ALCOHOL killed more people last year than at any time in almost 20 years according to the latest statistics for England and Wales.
Provisional data from the Office of National Statistics (ONS) shows that 19.6 per cent more people died as a direct result of drinking alcohol last year than did in 2019.
There were 7,423 deaths from alcohol recorded in 2020 which was the highest annual total since 2001 when officials began to gather statistics on drink-related death rates.
The highest death rates were recorded from October to December 2020 when there were 13.6 deaths per 100,000 people which was the worst for any quarter in the last two decades.
Death rates among drinkers in the first quarter of 2020 were up 8.5 per cent on the same period the previous year but began to rise steeply from April onwards to reach their highest since 2001.
Researchers noted that alcohol-related death rates have been found to increase in the first quarter of each year since 2001 but in 2020 the rates continued to rise throughout the year.
Between April and June death caused by alcohol rose by 17.4 per cent, from July to September by 21.9 per cent and soared to 28.3 per cent in the last quarter compared to 2019 figures.
The figures are based on only those deaths from illnesses that were a direct consequence of alcohol misuse such as alcoholic liver disease.
Data analysts say that these conditions were mostly long-term illnesses associated with continued misuse of alcohol and that the increase in deaths in 2020 can be attributed to those with a history of alcohol misuse or dependency.
Consistent with previous years, the alcohol-specific death rates for men were around twice the rates for women.
In previous years, alcohol-specific deaths have been highest in areas with the worst levels of deprivation. In 2019 the death rate for men was 3.8 times higher in the most deprived areas than the least deprived areas and the rate for women was 3.2 times higher.

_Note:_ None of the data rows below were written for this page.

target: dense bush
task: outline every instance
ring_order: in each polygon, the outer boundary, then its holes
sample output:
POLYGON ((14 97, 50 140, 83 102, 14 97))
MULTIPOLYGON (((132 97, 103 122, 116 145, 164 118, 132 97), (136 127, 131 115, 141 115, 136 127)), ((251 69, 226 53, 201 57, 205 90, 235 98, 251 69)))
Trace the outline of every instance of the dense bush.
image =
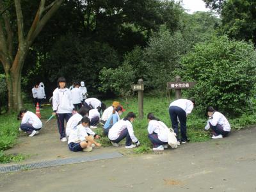
POLYGON ((8 92, 5 76, 0 74, 0 114, 8 108, 8 92))
POLYGON ((214 37, 195 45, 182 61, 182 79, 196 81, 188 97, 199 109, 212 105, 219 111, 239 115, 250 109, 248 100, 256 83, 256 53, 252 44, 214 37))

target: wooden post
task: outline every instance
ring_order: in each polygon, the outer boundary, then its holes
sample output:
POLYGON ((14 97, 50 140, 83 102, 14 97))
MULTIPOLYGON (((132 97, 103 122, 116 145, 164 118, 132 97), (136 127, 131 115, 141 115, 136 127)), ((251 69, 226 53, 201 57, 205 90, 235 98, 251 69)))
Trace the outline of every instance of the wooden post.
MULTIPOLYGON (((180 82, 180 76, 177 76, 175 77, 175 81, 177 83, 180 82)), ((179 99, 181 98, 181 89, 176 89, 175 90, 175 99, 179 99)))
MULTIPOLYGON (((143 80, 140 79, 138 84, 143 86, 143 80)), ((138 105, 139 105, 139 118, 143 118, 143 90, 138 91, 138 105)))

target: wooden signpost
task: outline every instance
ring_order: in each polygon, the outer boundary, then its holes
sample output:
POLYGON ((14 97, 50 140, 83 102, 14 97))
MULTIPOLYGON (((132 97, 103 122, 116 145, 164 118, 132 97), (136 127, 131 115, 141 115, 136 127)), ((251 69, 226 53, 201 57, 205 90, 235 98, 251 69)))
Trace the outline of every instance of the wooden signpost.
POLYGON ((167 82, 167 88, 175 90, 176 99, 181 98, 182 89, 193 88, 196 84, 196 82, 182 82, 179 76, 175 77, 175 82, 167 82))
POLYGON ((138 91, 139 118, 143 119, 143 90, 144 90, 143 80, 142 80, 142 79, 140 79, 138 81, 138 84, 132 84, 132 89, 133 91, 138 91))

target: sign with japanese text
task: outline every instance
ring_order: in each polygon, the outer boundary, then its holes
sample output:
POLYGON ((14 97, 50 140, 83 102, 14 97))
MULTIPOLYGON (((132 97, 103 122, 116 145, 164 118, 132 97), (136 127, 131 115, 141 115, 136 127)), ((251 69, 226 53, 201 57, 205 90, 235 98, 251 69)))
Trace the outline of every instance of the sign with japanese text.
POLYGON ((132 89, 134 91, 143 91, 144 90, 144 84, 132 84, 132 89))
POLYGON ((195 86, 196 82, 167 82, 168 89, 188 89, 195 86))

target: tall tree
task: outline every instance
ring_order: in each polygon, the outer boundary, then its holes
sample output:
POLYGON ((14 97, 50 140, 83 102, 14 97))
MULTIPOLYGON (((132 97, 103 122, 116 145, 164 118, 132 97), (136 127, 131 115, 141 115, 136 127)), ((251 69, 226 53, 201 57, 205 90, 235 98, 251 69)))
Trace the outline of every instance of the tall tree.
POLYGON ((0 0, 0 61, 6 77, 9 111, 17 111, 22 106, 20 81, 25 58, 36 36, 63 1, 41 0, 32 24, 29 29, 25 29, 21 1, 0 0), (13 4, 16 19, 8 11, 13 4), (17 28, 16 36, 13 36, 15 26, 17 28))

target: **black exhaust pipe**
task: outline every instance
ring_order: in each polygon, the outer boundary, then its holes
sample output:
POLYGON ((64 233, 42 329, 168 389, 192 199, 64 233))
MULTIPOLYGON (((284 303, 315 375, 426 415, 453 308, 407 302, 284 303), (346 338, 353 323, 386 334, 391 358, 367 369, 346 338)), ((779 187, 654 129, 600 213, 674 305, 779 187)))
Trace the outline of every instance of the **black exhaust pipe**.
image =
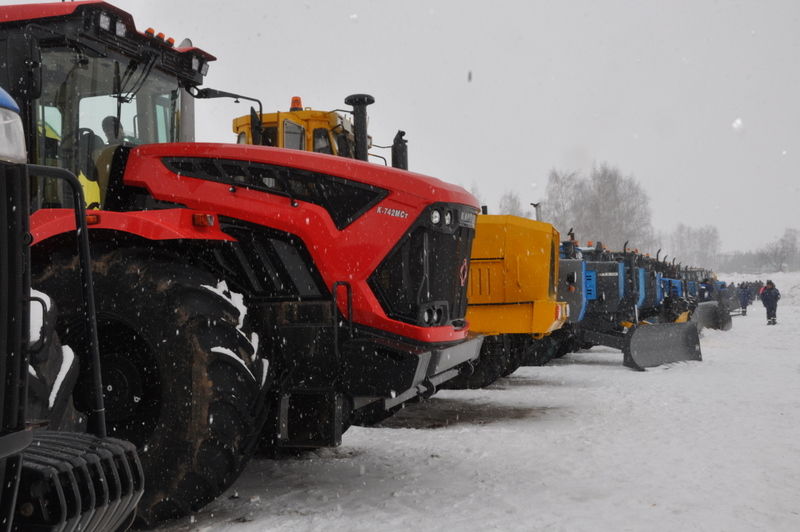
MULTIPOLYGON (((369 94, 351 94, 344 99, 345 105, 353 107, 353 128, 356 137, 356 159, 366 161, 367 154, 367 106, 375 103, 369 94)), ((394 150, 392 150, 394 151, 394 150)))
POLYGON ((404 139, 406 132, 398 130, 392 141, 392 166, 408 170, 408 141, 404 139))

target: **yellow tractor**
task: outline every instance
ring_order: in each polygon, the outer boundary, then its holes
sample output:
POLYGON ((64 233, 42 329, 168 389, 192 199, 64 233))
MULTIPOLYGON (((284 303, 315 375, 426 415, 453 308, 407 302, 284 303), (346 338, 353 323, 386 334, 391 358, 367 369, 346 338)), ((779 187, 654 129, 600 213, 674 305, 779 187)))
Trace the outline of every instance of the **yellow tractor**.
POLYGON ((470 330, 487 337, 471 374, 448 388, 481 388, 522 364, 549 360, 545 338, 566 321, 557 301, 559 233, 544 222, 478 216, 467 287, 470 330))
MULTIPOLYGON (((249 115, 233 119, 233 132, 239 144, 257 144, 339 155, 366 161, 372 148, 367 135, 367 106, 375 102, 368 94, 353 94, 345 98, 352 111, 317 111, 303 107, 299 96, 293 96, 288 111, 261 114, 251 110, 249 115), (352 114, 352 119, 348 114, 352 114), (363 137, 363 140, 359 137, 363 137), (364 148, 366 146, 366 148, 364 148)), ((408 169, 407 141, 404 131, 398 131, 392 143, 392 166, 408 169)), ((383 158, 383 157, 381 157, 383 158)))

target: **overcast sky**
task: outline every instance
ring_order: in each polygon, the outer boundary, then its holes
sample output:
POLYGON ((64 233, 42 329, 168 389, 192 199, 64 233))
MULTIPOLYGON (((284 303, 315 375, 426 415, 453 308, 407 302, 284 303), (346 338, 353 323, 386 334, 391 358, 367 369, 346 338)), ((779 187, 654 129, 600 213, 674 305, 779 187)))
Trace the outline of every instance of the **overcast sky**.
MULTIPOLYGON (((376 143, 405 130, 412 170, 492 208, 512 189, 538 201, 552 168, 607 162, 659 230, 714 224, 733 250, 800 229, 797 1, 115 3, 216 55, 207 86, 265 111, 372 94, 376 143)), ((198 140, 232 141, 248 108, 198 103, 198 140)))

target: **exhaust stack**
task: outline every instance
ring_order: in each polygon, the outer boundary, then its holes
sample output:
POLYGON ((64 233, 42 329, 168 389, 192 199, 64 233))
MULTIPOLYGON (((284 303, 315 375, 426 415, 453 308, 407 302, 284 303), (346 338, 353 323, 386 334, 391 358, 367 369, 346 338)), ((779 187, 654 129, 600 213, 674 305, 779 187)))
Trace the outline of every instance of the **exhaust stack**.
POLYGON ((344 99, 345 105, 353 107, 353 129, 356 138, 356 159, 366 161, 368 154, 367 106, 375 103, 369 94, 351 94, 344 99))

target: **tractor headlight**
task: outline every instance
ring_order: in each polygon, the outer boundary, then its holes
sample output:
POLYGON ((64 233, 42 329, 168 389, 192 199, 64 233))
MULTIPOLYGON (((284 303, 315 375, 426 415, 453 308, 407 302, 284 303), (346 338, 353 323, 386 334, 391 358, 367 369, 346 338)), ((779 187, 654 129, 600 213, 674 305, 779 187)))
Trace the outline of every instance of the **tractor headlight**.
POLYGON ((111 17, 108 13, 100 13, 100 19, 98 21, 100 29, 105 31, 111 31, 111 17))
POLYGON ((26 159, 22 120, 11 109, 0 108, 0 161, 24 164, 26 159))

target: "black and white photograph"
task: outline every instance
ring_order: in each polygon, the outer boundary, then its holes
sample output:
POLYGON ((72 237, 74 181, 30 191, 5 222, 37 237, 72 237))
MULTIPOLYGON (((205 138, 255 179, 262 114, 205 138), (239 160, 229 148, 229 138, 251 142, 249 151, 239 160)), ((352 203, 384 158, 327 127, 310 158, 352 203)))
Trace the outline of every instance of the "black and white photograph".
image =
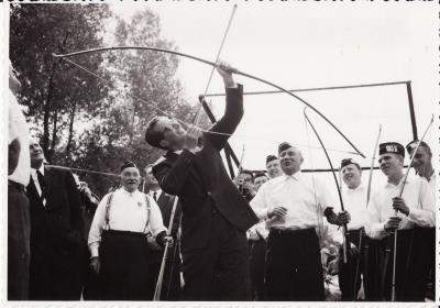
POLYGON ((0 8, 2 304, 440 304, 438 3, 0 8))

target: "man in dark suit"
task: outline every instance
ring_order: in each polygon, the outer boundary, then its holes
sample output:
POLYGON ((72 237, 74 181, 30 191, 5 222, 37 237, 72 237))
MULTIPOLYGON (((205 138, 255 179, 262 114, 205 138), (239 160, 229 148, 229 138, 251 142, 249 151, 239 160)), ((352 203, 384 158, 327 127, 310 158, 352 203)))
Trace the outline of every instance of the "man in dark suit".
MULTIPOLYGON (((161 189, 157 179, 153 174, 153 165, 145 167, 145 184, 148 189, 148 195, 157 202, 161 209, 162 219, 166 228, 169 227, 169 220, 173 212, 175 196, 168 195, 161 189)), ((178 300, 180 298, 180 267, 182 260, 179 255, 179 243, 177 239, 177 232, 180 224, 182 207, 178 202, 176 205, 170 235, 174 240, 174 245, 168 250, 166 257, 164 278, 162 284, 161 299, 163 300, 178 300)), ((155 242, 150 241, 152 248, 150 273, 152 276, 152 286, 155 287, 157 284, 157 277, 161 271, 161 264, 164 256, 164 249, 157 245, 155 242)))
POLYGON ((226 86, 226 111, 207 133, 195 127, 185 131, 166 117, 150 121, 145 133, 147 143, 167 151, 153 167, 155 177, 182 202, 185 300, 251 299, 245 232, 257 219, 220 156, 243 116, 243 89, 229 66, 220 64, 218 72, 226 86))
POLYGON ((81 201, 69 170, 44 166, 30 142, 31 300, 79 300, 84 252, 81 201))

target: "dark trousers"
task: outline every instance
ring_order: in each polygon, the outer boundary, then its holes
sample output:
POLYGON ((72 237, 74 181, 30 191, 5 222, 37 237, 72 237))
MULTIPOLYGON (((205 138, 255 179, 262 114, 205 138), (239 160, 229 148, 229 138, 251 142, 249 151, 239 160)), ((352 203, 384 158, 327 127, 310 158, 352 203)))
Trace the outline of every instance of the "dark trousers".
MULTIPOLYGON (((151 286, 154 294, 158 274, 161 272, 164 251, 152 251, 152 260, 150 263, 151 286)), ((165 271, 162 282, 161 300, 179 300, 180 299, 180 267, 182 261, 179 256, 179 244, 168 249, 165 262, 165 271)))
POLYGON ((215 212, 207 246, 183 248, 184 300, 251 300, 244 232, 215 212))
POLYGON ((381 300, 380 243, 378 240, 369 237, 363 238, 361 261, 365 300, 367 301, 381 300))
POLYGON ((346 263, 343 262, 342 248, 339 252, 339 288, 342 293, 342 300, 355 300, 361 287, 363 262, 362 254, 360 254, 360 242, 364 239, 361 240, 360 234, 361 230, 350 230, 346 233, 346 263), (351 244, 354 244, 355 249, 351 248, 351 244))
POLYGON ((105 230, 99 257, 105 300, 152 300, 145 234, 105 230))
POLYGON ((31 215, 21 185, 8 183, 8 299, 29 296, 31 215))
POLYGON ((322 264, 315 229, 271 230, 266 287, 270 300, 323 300, 322 264))
MULTIPOLYGON (((422 301, 425 298, 425 283, 427 280, 429 258, 425 253, 429 245, 425 230, 414 228, 397 232, 397 258, 395 290, 397 301, 422 301)), ((381 242, 382 296, 384 300, 391 300, 393 276, 393 250, 394 235, 388 235, 381 242), (389 251, 388 251, 389 250, 389 251)))
POLYGON ((252 296, 254 300, 267 300, 266 286, 264 284, 264 273, 266 266, 266 241, 260 239, 250 241, 250 265, 252 296))

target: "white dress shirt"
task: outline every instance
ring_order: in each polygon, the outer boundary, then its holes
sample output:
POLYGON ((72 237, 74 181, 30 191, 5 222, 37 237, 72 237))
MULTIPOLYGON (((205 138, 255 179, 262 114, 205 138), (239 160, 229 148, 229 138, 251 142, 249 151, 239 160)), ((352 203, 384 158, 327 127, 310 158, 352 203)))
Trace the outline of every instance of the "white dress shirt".
POLYGON ((431 187, 431 190, 432 190, 432 194, 435 197, 436 197, 436 182, 437 182, 437 174, 436 174, 436 170, 433 170, 433 174, 429 178, 428 183, 429 183, 429 187, 431 187))
MULTIPOLYGON (((38 168, 38 172, 44 176, 44 164, 41 165, 41 167, 38 168)), ((34 180, 36 191, 38 191, 38 195, 41 197, 43 189, 41 188, 41 184, 38 182, 38 176, 36 175, 36 169, 31 168, 31 176, 32 176, 32 179, 34 180)), ((46 205, 46 200, 43 200, 43 204, 46 205)))
POLYGON ((267 229, 307 229, 319 226, 318 220, 322 220, 323 210, 331 204, 327 187, 318 178, 299 170, 263 184, 251 207, 260 220, 266 220, 267 229), (287 215, 268 219, 268 211, 276 207, 285 207, 287 215))
POLYGON ((9 138, 8 144, 14 139, 20 143, 19 163, 15 170, 8 176, 8 179, 26 187, 31 175, 31 156, 29 154, 29 128, 23 112, 20 109, 16 98, 9 90, 9 138))
POLYGON ((161 189, 161 188, 157 189, 157 190, 152 190, 152 189, 150 189, 148 196, 152 197, 152 199, 154 199, 154 193, 156 193, 156 202, 157 202, 158 198, 160 198, 161 195, 162 195, 162 189, 161 189))
POLYGON ((358 230, 365 226, 366 221, 366 193, 367 187, 363 183, 354 189, 342 188, 342 201, 344 209, 350 213, 351 220, 346 224, 349 230, 358 230))
POLYGON ((255 223, 248 230, 248 240, 258 241, 261 239, 266 240, 268 231, 264 221, 255 223))
MULTIPOLYGON (((91 256, 98 256, 101 233, 106 227, 106 208, 109 196, 110 194, 106 195, 99 202, 91 222, 88 240, 91 256)), ((124 188, 119 188, 113 193, 109 211, 109 229, 141 233, 150 231, 153 237, 166 231, 161 210, 154 199, 139 190, 129 193, 124 188), (147 217, 145 196, 151 206, 150 218, 147 217)))
MULTIPOLYGON (((396 186, 387 183, 375 191, 369 202, 366 234, 373 239, 383 239, 388 233, 384 226, 389 217, 395 216, 393 198, 400 193, 404 178, 396 186)), ((433 227, 436 223, 435 198, 426 178, 409 175, 405 184, 403 198, 409 208, 409 215, 399 212, 402 218, 398 230, 419 227, 433 227)))

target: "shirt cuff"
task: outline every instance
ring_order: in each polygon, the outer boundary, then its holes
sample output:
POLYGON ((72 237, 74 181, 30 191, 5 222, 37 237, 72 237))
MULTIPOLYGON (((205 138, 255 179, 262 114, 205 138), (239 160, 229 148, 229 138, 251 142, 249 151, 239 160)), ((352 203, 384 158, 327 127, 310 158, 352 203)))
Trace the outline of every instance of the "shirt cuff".
POLYGON ((90 257, 99 256, 99 244, 90 245, 90 257))

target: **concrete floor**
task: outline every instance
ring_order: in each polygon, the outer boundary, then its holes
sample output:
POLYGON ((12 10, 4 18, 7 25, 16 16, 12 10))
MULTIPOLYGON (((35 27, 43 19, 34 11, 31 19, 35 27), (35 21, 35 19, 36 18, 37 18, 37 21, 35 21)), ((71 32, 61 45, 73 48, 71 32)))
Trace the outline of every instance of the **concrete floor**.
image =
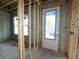
MULTIPOLYGON (((0 59, 19 59, 17 46, 13 46, 11 42, 4 42, 0 44, 0 59)), ((26 48, 25 59, 29 59, 29 49, 26 48)), ((67 59, 62 53, 48 49, 36 49, 32 55, 33 59, 67 59)))

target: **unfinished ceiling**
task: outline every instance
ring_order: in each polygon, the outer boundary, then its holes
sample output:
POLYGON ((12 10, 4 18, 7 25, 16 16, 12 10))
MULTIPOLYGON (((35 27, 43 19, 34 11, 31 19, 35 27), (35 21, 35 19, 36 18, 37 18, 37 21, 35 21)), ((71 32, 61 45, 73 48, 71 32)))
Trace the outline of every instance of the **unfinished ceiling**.
MULTIPOLYGON (((42 0, 42 2, 49 1, 49 0, 42 0)), ((50 0, 54 1, 54 0, 50 0)), ((25 6, 28 5, 28 0, 25 0, 25 6)), ((17 0, 0 0, 0 9, 12 12, 13 10, 17 9, 17 0)))

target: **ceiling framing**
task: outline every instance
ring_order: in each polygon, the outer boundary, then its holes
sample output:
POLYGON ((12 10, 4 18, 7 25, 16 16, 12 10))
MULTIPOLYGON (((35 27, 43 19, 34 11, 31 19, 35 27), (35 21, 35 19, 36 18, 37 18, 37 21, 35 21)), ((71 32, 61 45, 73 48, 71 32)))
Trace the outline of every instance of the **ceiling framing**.
MULTIPOLYGON (((42 0, 42 2, 44 2, 44 1, 49 1, 49 0, 42 0)), ((24 3, 25 3, 24 4, 25 6, 27 6, 29 4, 28 0, 25 0, 24 3)), ((0 10, 12 12, 16 9, 17 9, 17 0, 0 0, 0 10)))

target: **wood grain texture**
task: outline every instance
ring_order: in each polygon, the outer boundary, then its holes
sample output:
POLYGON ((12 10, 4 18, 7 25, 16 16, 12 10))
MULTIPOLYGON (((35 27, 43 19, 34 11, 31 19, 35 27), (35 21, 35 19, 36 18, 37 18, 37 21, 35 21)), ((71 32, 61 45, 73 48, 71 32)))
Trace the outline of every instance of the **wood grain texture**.
POLYGON ((24 46, 24 0, 18 0, 18 20, 19 20, 19 59, 25 59, 25 46, 24 46))

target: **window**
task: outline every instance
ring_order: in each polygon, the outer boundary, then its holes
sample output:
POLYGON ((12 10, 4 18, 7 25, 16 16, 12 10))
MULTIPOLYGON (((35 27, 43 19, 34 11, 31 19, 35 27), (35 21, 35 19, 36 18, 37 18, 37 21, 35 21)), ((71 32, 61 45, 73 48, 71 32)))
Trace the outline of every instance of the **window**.
MULTIPOLYGON (((18 34, 18 19, 14 17, 14 34, 18 34)), ((24 16, 24 35, 28 36, 28 16, 24 16)))
POLYGON ((44 20, 44 37, 45 39, 55 39, 56 30, 56 10, 46 11, 44 20))

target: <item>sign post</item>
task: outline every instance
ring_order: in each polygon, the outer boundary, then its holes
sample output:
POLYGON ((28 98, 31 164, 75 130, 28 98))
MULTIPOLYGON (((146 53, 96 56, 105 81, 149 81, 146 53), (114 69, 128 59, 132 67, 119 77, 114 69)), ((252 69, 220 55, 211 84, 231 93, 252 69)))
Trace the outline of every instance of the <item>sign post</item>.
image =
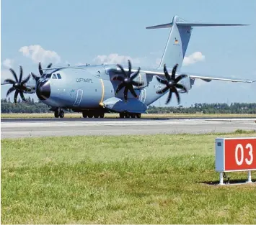
POLYGON ((256 137, 216 138, 215 142, 216 171, 223 173, 247 171, 247 183, 252 183, 252 170, 256 170, 256 137))

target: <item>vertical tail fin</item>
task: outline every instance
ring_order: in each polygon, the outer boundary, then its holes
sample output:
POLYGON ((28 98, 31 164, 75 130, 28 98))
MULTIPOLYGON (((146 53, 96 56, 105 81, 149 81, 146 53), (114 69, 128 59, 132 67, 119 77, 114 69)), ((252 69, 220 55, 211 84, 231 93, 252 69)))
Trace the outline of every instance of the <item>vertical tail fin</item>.
POLYGON ((153 27, 148 27, 146 29, 159 29, 171 27, 169 37, 165 45, 164 53, 161 59, 159 68, 162 68, 166 64, 167 67, 173 67, 178 64, 178 70, 180 68, 187 45, 190 39, 192 27, 216 27, 216 26, 244 26, 248 24, 209 24, 209 23, 190 23, 175 16, 172 22, 169 24, 164 24, 153 27))

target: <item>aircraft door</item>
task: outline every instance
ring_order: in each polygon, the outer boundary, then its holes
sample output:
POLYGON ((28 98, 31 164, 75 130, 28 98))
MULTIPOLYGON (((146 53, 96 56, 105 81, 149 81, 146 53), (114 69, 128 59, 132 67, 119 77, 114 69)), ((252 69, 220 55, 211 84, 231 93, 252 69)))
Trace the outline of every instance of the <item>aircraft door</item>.
POLYGON ((74 103, 74 106, 79 106, 80 105, 80 102, 83 96, 83 90, 81 89, 77 90, 76 96, 76 97, 75 102, 74 103))
POLYGON ((142 103, 145 103, 146 96, 146 90, 142 89, 141 91, 140 100, 142 103))

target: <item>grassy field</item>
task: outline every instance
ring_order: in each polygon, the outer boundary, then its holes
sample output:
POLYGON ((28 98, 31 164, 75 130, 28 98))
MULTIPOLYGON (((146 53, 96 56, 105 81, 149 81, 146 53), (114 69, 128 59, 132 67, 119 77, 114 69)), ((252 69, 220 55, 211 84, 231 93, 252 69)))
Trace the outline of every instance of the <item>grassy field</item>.
POLYGON ((256 224, 255 184, 213 185, 215 138, 255 135, 1 139, 1 224, 256 224))
MULTIPOLYGON (((118 114, 105 114, 105 118, 119 118, 118 114)), ((142 114, 141 118, 177 118, 177 117, 247 117, 256 118, 256 114, 142 114)), ((1 114, 1 118, 54 118, 53 113, 51 114, 1 114)), ((65 118, 82 118, 81 113, 66 114, 65 118)))

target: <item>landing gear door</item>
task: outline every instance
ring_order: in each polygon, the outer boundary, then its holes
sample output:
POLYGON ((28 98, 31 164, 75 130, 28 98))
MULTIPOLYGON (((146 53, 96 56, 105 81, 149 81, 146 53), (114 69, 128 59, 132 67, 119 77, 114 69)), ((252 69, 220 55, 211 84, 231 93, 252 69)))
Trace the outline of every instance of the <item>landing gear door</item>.
POLYGON ((76 96, 76 100, 75 102, 74 103, 74 106, 79 106, 80 105, 81 100, 83 96, 83 90, 81 89, 77 90, 76 96))
POLYGON ((139 83, 143 82, 144 84, 140 87, 133 86, 134 89, 141 89, 149 86, 146 74, 144 72, 138 73, 136 78, 133 80, 139 83))

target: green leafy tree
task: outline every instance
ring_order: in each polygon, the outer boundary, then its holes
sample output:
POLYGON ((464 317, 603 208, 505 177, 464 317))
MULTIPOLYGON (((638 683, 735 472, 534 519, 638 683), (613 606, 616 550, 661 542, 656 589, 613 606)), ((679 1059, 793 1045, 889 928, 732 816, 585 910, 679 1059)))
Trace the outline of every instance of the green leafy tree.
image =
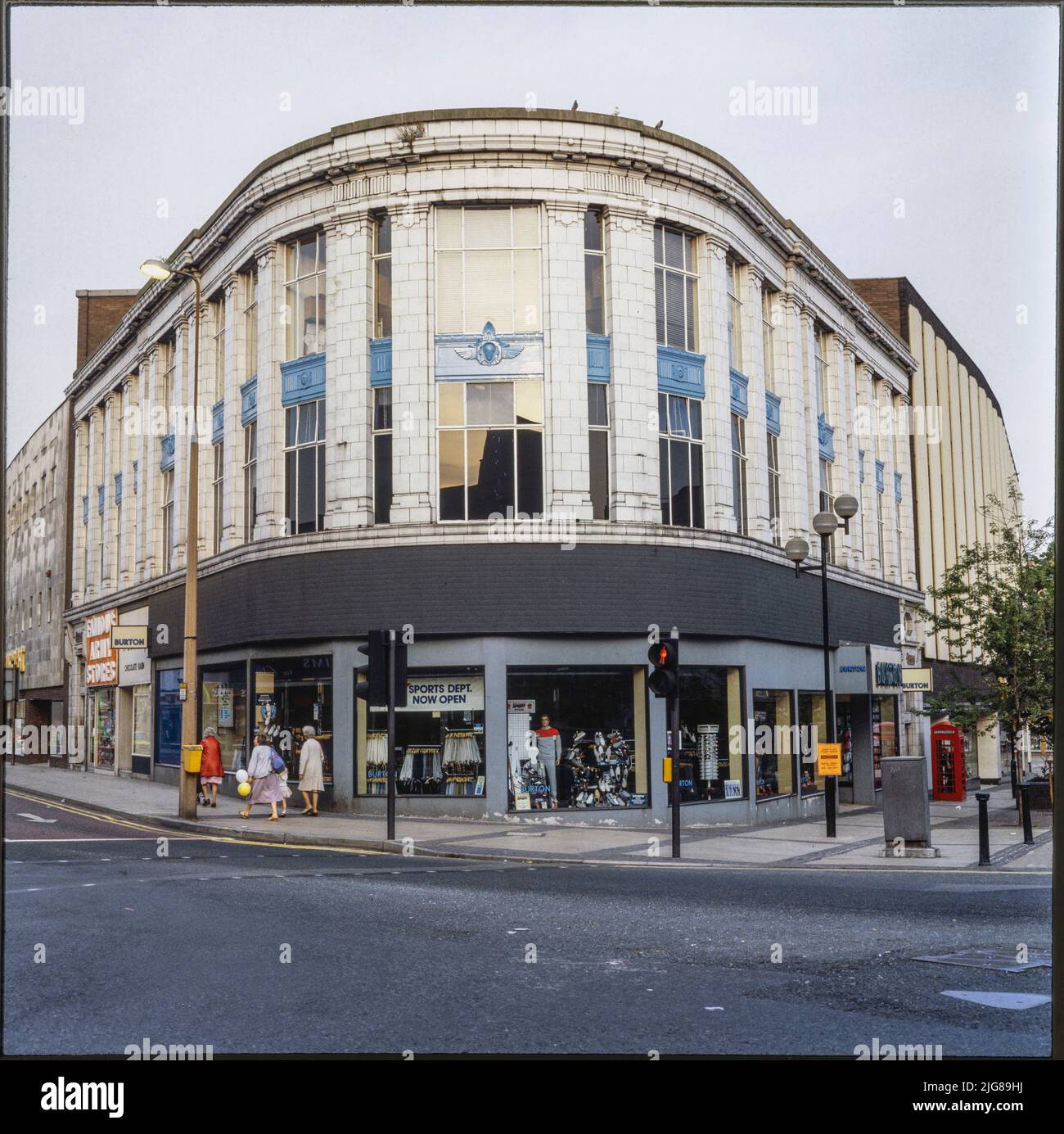
POLYGON ((1022 496, 988 497, 982 508, 989 539, 964 548, 942 585, 928 589, 923 618, 942 636, 950 658, 978 675, 925 699, 925 712, 946 712, 965 729, 989 731, 1003 722, 1015 751, 1016 736, 1052 731, 1054 526, 1023 517, 1022 496))

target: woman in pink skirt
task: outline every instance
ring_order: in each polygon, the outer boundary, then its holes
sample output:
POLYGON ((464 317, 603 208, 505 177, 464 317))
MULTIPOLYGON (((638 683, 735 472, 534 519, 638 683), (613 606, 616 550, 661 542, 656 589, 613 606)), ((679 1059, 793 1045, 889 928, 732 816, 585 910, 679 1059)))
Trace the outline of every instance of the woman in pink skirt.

In 2020 the alcohol-related death rate was 4.2 times higher among men in the poorest areas but for women in the most deprived areas the death rate was 3.0 higher which was a drop from previous years.
Experts say that there have been ‘many complex factors’ impacting on the elevated rates of alcohol-specific deaths since April 2020 and that these were yet to be fully understood. However, they note changes in alcohol consumption rates since the onset of the Coronavirus pandemic and the consumption of alcohol being a contributing factor to hospital admissions and deaths.